彼女の名は関念慈、位階は正三品以下の最上位である婕妤だ。婕妤の位を授かるくらいだから、そこそこ家格の高い家の出身だ。幽鬼の姿をはっきり見ただけでなく、声を聞き会話もしたということは、おそらく生まれ持った霊力が強い。
位階もそれなりに高く、霊符をつくれる程度の霊力もあると認知されている念慈の目撃談なら、きっと噂の信憑性を高めてくれる。

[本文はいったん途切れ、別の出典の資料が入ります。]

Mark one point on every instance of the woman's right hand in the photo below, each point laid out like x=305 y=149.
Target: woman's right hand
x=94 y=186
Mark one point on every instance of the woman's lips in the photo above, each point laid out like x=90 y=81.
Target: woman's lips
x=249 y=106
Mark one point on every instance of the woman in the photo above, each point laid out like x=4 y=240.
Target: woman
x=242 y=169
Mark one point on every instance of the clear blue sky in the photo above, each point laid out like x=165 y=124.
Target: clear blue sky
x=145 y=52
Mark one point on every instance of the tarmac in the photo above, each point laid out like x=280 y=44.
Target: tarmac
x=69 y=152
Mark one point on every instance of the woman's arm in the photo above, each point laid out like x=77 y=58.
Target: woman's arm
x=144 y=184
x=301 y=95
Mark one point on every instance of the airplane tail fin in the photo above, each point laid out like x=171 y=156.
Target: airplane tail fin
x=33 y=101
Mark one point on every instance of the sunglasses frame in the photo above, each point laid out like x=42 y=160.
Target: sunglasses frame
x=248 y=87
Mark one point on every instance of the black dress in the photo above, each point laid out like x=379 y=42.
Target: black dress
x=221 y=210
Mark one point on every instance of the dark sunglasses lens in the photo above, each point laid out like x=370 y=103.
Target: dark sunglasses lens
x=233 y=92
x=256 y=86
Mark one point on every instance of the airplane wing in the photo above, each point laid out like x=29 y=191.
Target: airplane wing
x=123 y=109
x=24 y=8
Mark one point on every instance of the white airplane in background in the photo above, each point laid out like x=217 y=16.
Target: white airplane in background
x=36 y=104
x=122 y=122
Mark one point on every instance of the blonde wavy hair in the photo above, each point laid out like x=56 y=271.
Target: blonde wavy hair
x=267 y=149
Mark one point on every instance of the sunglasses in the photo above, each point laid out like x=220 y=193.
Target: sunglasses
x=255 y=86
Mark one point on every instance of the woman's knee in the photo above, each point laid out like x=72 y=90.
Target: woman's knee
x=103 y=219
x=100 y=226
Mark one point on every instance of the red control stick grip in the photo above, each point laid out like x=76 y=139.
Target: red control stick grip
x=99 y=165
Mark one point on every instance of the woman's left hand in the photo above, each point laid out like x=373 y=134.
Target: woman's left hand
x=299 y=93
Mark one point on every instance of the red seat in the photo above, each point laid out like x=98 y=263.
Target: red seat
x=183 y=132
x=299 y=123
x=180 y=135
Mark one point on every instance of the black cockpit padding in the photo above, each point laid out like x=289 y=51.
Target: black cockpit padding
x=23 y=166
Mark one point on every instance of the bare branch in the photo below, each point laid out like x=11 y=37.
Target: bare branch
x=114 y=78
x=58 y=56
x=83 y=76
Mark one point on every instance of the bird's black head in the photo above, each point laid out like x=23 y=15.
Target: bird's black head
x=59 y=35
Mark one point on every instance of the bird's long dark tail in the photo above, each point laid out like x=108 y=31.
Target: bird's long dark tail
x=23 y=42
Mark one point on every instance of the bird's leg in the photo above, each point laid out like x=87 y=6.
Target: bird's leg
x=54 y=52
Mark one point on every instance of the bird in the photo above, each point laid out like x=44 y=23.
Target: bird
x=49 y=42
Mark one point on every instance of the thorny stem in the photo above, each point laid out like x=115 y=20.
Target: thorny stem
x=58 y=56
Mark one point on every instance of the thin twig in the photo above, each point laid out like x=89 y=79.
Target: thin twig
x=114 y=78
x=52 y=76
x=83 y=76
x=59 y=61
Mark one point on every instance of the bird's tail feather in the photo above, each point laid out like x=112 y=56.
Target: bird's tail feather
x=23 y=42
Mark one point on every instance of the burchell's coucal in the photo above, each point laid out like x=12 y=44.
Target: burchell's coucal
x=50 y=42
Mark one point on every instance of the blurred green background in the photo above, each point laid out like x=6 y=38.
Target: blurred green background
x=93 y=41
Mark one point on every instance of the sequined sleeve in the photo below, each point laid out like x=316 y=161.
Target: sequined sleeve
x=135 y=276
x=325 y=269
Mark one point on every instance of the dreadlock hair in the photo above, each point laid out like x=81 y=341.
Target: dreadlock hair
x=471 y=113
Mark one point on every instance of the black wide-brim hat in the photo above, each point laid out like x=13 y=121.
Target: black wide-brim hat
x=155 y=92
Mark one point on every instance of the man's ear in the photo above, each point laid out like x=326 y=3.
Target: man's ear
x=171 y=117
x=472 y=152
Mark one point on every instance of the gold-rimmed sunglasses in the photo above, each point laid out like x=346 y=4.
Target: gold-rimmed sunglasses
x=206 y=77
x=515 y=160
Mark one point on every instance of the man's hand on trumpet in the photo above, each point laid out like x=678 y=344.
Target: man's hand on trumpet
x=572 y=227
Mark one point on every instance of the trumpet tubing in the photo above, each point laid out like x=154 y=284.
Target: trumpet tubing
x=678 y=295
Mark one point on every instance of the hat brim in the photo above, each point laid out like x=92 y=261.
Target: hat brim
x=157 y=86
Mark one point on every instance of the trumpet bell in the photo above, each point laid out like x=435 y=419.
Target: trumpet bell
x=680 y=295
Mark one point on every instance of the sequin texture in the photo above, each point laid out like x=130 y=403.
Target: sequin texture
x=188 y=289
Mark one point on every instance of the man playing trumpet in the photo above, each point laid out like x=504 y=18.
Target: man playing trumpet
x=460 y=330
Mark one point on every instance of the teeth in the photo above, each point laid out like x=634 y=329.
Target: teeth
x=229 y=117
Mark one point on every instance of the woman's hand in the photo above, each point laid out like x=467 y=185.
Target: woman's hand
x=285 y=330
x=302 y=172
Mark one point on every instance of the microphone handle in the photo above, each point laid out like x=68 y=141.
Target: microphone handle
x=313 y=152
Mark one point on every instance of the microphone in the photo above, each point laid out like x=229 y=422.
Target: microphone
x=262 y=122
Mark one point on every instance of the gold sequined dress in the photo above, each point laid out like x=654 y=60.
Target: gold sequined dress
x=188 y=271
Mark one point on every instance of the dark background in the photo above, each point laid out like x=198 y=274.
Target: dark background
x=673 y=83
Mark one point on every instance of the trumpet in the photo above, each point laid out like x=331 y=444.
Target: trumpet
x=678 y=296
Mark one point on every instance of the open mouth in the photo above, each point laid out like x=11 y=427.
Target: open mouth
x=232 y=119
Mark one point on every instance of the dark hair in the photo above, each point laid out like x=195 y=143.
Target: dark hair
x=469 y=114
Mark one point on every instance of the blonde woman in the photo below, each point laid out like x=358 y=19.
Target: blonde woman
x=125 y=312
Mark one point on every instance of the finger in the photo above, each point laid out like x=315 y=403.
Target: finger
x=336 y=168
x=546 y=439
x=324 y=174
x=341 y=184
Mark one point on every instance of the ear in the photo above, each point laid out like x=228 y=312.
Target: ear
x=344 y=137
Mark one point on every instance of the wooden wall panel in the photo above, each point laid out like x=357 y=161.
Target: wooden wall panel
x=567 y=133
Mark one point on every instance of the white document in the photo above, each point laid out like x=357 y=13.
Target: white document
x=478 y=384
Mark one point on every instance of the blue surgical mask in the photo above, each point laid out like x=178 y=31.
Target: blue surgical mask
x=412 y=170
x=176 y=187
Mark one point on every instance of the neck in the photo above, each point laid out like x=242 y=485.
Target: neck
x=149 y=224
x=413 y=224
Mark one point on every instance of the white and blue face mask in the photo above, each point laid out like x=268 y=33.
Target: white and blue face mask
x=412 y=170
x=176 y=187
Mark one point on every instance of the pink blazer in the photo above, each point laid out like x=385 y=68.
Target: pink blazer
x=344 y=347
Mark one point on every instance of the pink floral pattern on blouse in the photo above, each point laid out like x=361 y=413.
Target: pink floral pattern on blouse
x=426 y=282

これから流れるはずの、「宇俊皇子は葵翠に殺されたのではない」という噂の。
「宇俊皇子は葵翠に殺されたのではない」のなら、誰に殺されたのだ?という疑問が当然あとに続くわけだが、そこから先の舵取りは残念ながら方士の仕事ではない。真実の証拠固めは星宇まわりの文官たちがうまくやるだろう。皇族殺しは大罪だ。過去の事実であっても族誅の対象となり、一門失脚の材料になる。持っていて損はない切り札。

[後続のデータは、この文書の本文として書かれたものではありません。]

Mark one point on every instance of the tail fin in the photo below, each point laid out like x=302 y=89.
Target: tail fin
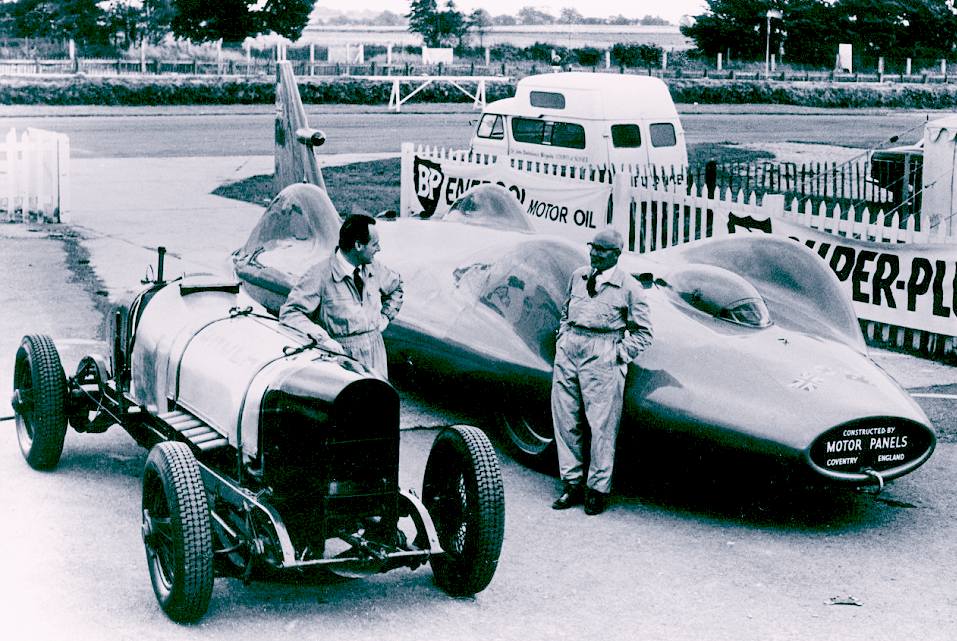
x=295 y=157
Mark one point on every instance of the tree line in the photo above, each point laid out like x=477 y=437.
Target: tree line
x=809 y=31
x=124 y=23
x=129 y=22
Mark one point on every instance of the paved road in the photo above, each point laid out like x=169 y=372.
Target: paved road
x=247 y=130
x=686 y=554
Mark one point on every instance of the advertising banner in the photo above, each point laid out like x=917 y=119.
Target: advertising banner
x=908 y=285
x=568 y=207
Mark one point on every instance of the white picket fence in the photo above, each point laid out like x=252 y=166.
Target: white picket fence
x=655 y=209
x=34 y=176
x=661 y=218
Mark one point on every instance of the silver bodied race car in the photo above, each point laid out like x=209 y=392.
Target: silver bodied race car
x=266 y=452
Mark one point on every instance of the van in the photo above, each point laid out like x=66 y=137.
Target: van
x=578 y=118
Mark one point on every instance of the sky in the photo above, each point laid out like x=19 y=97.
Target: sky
x=671 y=10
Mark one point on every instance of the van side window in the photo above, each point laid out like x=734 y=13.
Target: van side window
x=663 y=134
x=491 y=126
x=625 y=136
x=547 y=99
x=565 y=134
x=528 y=130
x=541 y=132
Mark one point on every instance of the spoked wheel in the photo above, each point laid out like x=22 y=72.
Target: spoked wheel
x=463 y=493
x=176 y=532
x=39 y=401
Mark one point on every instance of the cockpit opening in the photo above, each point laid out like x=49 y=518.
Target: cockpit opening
x=721 y=294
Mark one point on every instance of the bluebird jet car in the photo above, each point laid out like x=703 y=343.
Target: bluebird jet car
x=756 y=346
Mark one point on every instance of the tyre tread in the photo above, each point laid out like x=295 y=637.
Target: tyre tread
x=49 y=398
x=192 y=586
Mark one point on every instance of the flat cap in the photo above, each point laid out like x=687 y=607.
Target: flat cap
x=608 y=238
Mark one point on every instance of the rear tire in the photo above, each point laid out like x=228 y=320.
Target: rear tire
x=529 y=434
x=176 y=532
x=39 y=401
x=464 y=495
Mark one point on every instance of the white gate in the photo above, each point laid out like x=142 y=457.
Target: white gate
x=34 y=176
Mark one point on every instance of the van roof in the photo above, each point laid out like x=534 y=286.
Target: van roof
x=593 y=96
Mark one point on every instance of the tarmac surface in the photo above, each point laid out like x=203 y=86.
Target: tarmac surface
x=721 y=563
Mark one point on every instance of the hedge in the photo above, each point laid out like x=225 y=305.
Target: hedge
x=186 y=90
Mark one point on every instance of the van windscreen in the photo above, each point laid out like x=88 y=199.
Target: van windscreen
x=663 y=134
x=625 y=136
x=547 y=99
x=491 y=127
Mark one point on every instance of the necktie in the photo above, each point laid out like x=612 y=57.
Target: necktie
x=357 y=280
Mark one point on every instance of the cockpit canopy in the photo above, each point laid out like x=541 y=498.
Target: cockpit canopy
x=720 y=293
x=489 y=206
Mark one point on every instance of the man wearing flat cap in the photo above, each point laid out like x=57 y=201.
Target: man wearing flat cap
x=604 y=327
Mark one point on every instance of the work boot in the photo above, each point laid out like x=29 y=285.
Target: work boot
x=595 y=502
x=572 y=495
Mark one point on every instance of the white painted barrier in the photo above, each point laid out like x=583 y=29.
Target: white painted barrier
x=902 y=281
x=34 y=176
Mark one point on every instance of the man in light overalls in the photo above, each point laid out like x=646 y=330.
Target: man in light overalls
x=345 y=301
x=604 y=326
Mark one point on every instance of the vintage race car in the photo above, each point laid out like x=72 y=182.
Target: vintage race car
x=756 y=348
x=267 y=452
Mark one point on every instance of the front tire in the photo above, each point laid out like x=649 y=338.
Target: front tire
x=464 y=495
x=39 y=401
x=177 y=533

宇俊の幽鬼に「母上のところへ方士が連れていってくれる」と吹き込んだのは宮女姿の賢輪である。沼の結界を解いても宇俊が外へ出なかったら意味がない。人目のある場所に出向かせるための方便であり、宮廷方士が関わるための方便でもある。
「宇俊皇子が方士をお望みなら、わたくしがお連れするしかありませんね。元太皇太后、華萌様の廟へ」
「よろしくお願いします! 洪昭儀!」
「でも、肝心の宇俊皇子の御霊はどこにいらっしゃるのかしら?」
芳静の質問に、妃嬪たちが顔を見合わせる。
「お探しするしかありませんね。宇俊皇子のお姿を見かけたり、お声を聞いたりなさったら、わたくしに知らせてくださいませ」
(夜鈴に宇俊の幽鬼にも妖力を注がせるから、今宵彼女たちはもっとはっきり幽鬼を見ることになるわね)
宇俊皇子と、葵翠の幽鬼を。
芳静は、先ほど夜鈴に妖力を注入された葵翠の姿を思い出した。夜鈴が妖気を扱いやすいよう廃冷宮から葵庵跡地に場を移したら、未熟な喰呪鬼は加減ができなかったらしい。力が入り過ぎて幽鬼にしては過剰な実在感が出たから、宇俊皇子はもう少し幽鬼らしさを残す程度にとどめてもらいたい。